Я смотрел на постель. Она пахла духами Сибиллы, ее телом. Она пахла Сибиллой. Я поспешно отошел на другую сторону комнаты.

Альберс посмотрел на меня:

- Мы вызвали портье, пока вы… - Он замялся, подыскивая слова потактичнее: - Пока вы были в ванной. Он поднимется. С дочкой.

- Зачем?

- Чтобы рассказать вам, что случилось. Вам будет интересно. Портье сказал, вы были дружны с госпожой Лоредо.

- Мы хотели пожениться.

- Гадкая история, - сказал он, и эти слова почти сразили его.

- Вы простужены?

- Почему?

- Вы говорите с таким трудом.

- Новые протезы. Вставил неделю назад. Вы не представляете себе, какую они причиняют боль. Я не могу есть, только жидкое, - горько пожаловался он. - И в таком состоянии я должен являться на службу. У них нет сердца. Люди вообще бессердечны.

Он пососал во рту и демонстративно сплюнул:

- Они вообще не имеют представления о боли!

Сибилла исчезла.

Я думал: кто-то отнял у меня Сибиллу, хотя я оставил макубу. Хоть я молился всем возможным богам, в которых я не верю. Меня они защитили, Сибиллу - нет. Может быть, боги не помогли, потому что я в них не верю?

Я думал: но я верил в Сибиллу! Она была для меня тем, что для других религия или политика. Я был репортером. От меня никто не мог требовать, чтобы я верил в Бога или в политику. Ассистентка фокусника, скорее всего, тоже не верит в чудеса, хотя в своего патрона она, возможно, еще верит. Каждый должен во что-то верить - это я давно понял. Я выбрал Сибиллу. Все было так хорошо, я верил, что и дальше будет так же.

Мой взгляд упал на темное пятно на полу:

- Это кровь?

Альберс кивнул:

- Эксперты проверили. Это ее кровь. С этими похищениями всегда так. Револьвер. Или хлороформ. Или по черепу.

Я пристально посмотрел на него.

- Простите, - сказал он. - К таким вещам привыкаешь.

Он, полный сочувствия к себе самому, ощупал свою челюсть. Снаружи послышались шаги. Потом голос портье позвал Альберса.

- Идите сюда!

Портье Вагнер вошел в спальню. Его немая дочь, не поднимая глаз, сделала книксен. На меня она не смотрела, она ни на кого не смотрела.

- Здравствуйте, господин Голланд, - сказал Вагнер.

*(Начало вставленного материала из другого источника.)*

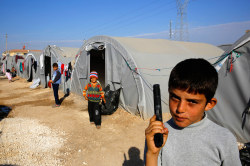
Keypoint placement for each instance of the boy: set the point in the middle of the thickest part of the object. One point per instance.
(189, 137)
(95, 94)
(56, 80)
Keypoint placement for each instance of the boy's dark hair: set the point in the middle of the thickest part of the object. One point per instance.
(194, 76)
(55, 65)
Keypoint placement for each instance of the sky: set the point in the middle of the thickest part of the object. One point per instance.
(67, 23)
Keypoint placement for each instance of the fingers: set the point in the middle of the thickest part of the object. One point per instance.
(152, 119)
(154, 127)
(165, 136)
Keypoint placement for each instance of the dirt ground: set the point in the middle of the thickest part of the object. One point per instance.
(34, 133)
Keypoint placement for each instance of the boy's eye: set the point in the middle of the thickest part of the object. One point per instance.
(174, 98)
(192, 101)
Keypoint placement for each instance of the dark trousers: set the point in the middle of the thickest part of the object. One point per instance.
(94, 113)
(55, 90)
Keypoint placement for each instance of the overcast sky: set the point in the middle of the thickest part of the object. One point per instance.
(38, 23)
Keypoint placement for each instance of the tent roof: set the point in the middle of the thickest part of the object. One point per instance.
(153, 59)
(245, 38)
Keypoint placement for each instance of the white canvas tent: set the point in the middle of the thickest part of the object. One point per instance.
(61, 55)
(233, 92)
(31, 66)
(135, 64)
(16, 60)
(7, 62)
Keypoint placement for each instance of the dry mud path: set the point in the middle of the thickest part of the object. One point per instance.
(35, 134)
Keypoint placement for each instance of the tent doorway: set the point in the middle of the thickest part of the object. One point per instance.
(97, 63)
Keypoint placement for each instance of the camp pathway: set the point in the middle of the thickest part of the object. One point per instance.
(34, 133)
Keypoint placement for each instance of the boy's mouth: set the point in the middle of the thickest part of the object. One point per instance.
(179, 118)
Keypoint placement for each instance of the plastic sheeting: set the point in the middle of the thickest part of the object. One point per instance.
(133, 63)
(233, 93)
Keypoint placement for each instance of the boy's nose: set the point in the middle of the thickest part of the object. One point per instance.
(180, 107)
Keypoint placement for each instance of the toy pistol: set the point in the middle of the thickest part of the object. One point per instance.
(158, 137)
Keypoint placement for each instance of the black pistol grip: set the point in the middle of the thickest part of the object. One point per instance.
(158, 137)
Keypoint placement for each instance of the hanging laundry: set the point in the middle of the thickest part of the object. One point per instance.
(35, 65)
(23, 65)
(66, 70)
(3, 68)
(41, 61)
(62, 68)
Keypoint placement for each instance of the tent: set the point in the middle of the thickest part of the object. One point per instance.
(7, 62)
(16, 63)
(64, 56)
(224, 47)
(135, 64)
(233, 93)
(31, 66)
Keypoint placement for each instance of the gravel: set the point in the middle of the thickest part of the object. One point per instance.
(25, 141)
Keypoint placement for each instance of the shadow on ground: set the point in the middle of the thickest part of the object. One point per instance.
(134, 158)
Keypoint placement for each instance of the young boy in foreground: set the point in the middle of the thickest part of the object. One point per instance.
(189, 137)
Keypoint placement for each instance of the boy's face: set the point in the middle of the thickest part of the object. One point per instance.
(55, 68)
(188, 108)
(93, 79)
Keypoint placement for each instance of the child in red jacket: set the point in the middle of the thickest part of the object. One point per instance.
(94, 94)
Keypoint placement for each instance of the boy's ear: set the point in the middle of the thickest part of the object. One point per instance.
(211, 104)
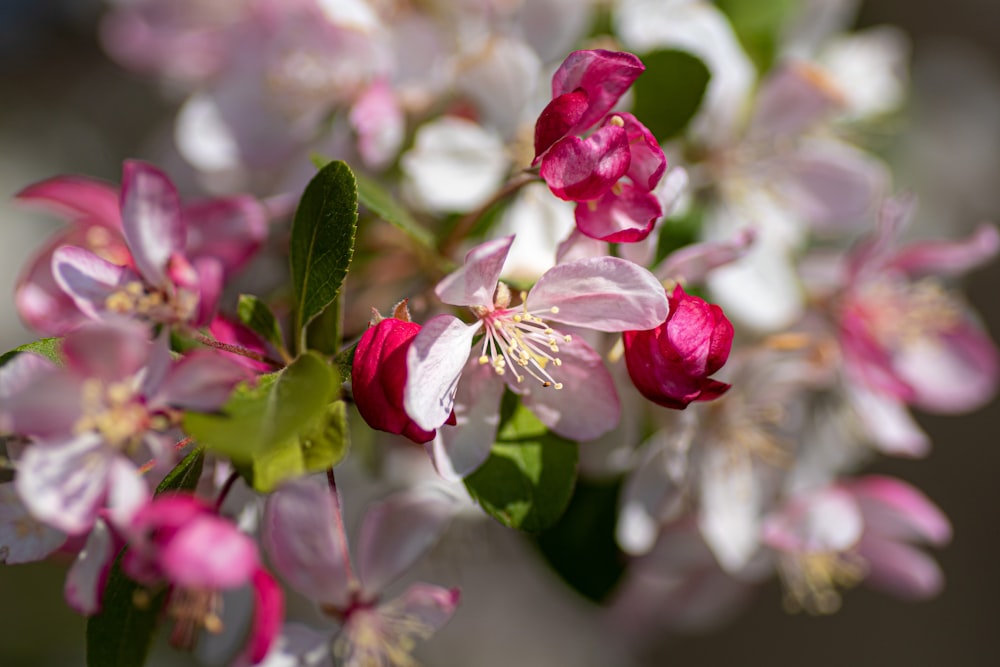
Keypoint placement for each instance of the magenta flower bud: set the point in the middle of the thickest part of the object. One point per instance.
(670, 364)
(378, 376)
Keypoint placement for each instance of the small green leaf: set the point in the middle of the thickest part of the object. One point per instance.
(669, 92)
(759, 25)
(322, 241)
(47, 347)
(380, 202)
(255, 314)
(321, 446)
(277, 410)
(122, 633)
(528, 479)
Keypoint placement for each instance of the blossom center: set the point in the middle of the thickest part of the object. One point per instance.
(519, 341)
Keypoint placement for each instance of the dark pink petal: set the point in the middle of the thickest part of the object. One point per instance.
(560, 116)
(948, 258)
(110, 351)
(474, 283)
(230, 229)
(900, 569)
(587, 406)
(151, 219)
(268, 614)
(210, 553)
(603, 75)
(88, 575)
(600, 293)
(78, 198)
(583, 169)
(302, 532)
(202, 381)
(648, 161)
(399, 531)
(625, 216)
(895, 510)
(378, 378)
(86, 278)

На нем был накинут непромокаемый плащ-накидка. В его голосе звучала сердечность:

- Мои соболезнования, господин Голланд!

К этому я еще не был готов. Моему горю еще не хватило времени, чтобы разрастись, заполнить меня целиком, а я уже получал соболезнования, как если бы было установлено, что Сибилла не только пропала, но и мертва. Застрелена. Как будто уже не было сомнений в том, что ее больше нет среди живых.

Я выдавил из себя:

- Здравствуй, Мария.

Немая издала короткий лающий звук.

Альберс сказал:

- Сейчас я расскажу господину Голланду, как все было, и, если будет правильно, ты кивнешь.

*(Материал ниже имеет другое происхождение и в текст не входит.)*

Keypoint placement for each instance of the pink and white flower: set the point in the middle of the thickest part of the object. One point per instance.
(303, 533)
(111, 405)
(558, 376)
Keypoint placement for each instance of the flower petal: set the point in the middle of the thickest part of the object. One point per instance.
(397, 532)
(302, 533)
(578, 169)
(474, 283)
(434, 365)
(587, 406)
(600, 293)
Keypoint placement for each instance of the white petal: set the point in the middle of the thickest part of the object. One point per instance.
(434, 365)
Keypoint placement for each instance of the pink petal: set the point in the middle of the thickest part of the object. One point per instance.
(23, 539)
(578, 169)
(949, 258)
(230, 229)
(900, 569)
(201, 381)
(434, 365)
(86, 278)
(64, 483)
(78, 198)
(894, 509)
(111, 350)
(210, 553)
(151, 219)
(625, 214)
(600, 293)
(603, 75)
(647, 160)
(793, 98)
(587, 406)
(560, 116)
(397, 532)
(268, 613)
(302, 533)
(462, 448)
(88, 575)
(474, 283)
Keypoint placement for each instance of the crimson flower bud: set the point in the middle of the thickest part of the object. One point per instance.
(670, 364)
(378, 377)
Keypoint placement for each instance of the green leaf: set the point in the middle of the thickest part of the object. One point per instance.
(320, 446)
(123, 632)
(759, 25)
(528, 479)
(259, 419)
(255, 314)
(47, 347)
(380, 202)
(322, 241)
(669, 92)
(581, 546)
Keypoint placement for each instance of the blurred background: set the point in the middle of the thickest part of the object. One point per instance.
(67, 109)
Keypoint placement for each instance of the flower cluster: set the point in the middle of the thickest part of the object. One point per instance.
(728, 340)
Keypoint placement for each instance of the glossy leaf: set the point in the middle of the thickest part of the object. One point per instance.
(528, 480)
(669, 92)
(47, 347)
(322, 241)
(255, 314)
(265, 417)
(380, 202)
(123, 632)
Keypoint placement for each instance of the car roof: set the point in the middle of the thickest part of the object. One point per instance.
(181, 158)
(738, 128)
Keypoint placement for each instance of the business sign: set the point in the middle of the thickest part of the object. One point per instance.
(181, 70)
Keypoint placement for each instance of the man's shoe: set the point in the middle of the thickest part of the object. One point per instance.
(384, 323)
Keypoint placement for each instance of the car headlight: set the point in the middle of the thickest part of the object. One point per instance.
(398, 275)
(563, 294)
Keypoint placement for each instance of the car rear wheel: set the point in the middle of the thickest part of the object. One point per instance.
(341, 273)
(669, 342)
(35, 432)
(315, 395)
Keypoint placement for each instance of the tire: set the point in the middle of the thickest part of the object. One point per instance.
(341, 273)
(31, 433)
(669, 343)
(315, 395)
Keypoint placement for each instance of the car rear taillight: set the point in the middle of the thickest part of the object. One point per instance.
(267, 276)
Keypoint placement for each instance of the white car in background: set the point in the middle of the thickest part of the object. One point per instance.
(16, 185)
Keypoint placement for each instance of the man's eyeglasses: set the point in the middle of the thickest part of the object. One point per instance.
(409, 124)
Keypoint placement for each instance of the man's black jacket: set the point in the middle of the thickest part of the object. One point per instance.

Мария кивнула. На ней был дешевенький линялый джемпер в зелено-розовых тонах и синяя юбка на лямках. Груди выпирали из реденького джемпера. Она стояла съежившись, стесняясь своего тела. Длинные ноги были голые от колен. На них были скатанные шелковые чулки и стоптанные сандалии. На какое-то мгновение она подняла голову и посмотрела на меня. Ее глаза были затуманены и тревожны, лицо бледно.

- Ты часто бывала у госпожи Лоредо, да?

- Ррр… хрр… - Мария кивнула.

То, что она изрыгнула, было своеобразным признанием в любви.

- Когда она бывала одна, ты ее часто навещала. В основном после обеда.